Before beginning his exceptionally unnerving new book, go ahead and lock the door, but it won’t help. You’ll still be stuck inside yourself, which for Chaon is the most precarious place to be ... Chaon, who lost his own wife — the writer Sheila Schwartz — in 2008, captures the obscuring effects of grief with extraordinary tenderness. But he sows that misery in the soil of a literary thriller that germinates more terror than sorrow. There’s something irresistibly creepy about this story that stems from the thrill of venturing into illicit places of the mind ... Chaon’s great skill is his ability to re-create that compulsive sense we have in nightmares that we’re just about to figure everything out — if only we tried a little harder, moved a little faster ... Chaon’s novel walks along a garrote stretched taut between Edgar Allan Poe and Alfred Hitchcock. By the time we realize what’s happening, we’ve gone too far to turn back. We can only inch forward into the darkness, bracing for what might come next.

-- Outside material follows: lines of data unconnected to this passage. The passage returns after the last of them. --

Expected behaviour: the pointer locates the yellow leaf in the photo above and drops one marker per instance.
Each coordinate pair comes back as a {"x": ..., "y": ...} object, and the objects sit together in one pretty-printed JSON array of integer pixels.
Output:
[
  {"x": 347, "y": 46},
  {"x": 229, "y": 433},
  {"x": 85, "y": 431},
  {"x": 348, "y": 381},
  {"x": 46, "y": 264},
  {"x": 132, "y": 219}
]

Following writers like Richard Matheson and Shirley Jackson,Dan Chaon writes in the spooky tradition of suburban gothic. His outstanding Ill Will hinges on unsolved murders over two time periods ... Central to Ill Will is its case study of delusion. Mr. Chaon connects the murder of Dustin’s parents to the satanic-ritual abuse hysteria of the 1980s, in which children were induced to testify to events that never happened ... An unreliable narrator can often feel like a cheap trick in the novelist’s playbook, but Mr. Chaon employs it masterfully, integrating unreliability into the book’s very typography ... the power of “Ill Will” is in its atmosphere of fear and uncertainty. Its eerily persuasive idea that we can’t trust our own minds left me with a shiver of.
With some of its twists and turns, Ill Will even seems to have anticipated our current world of fake news and 'alternative facts' ... The novel also taps into the toxic legacies of American class divisions. Dustin’s late wife, a lawyer, believed his 'white trash' background had consequences for him that went even deeper than he realized ... A few of Chaon’s tactics — his occasional use of double or triple columns of narrative, and his odd word spacing, both within paragraphs and vertically on the page — don’t always work. His knack for leaving sentences tellingly unfinished and thoughts menacingly incomplete, however, is perfect. If you’re up for being caught in a seamy heartland underbelly of fear, superstition, and paranoia, with side excursions through urban legend and recovered-memory hysteria, Ill Will is your book. But it may not be for everyone.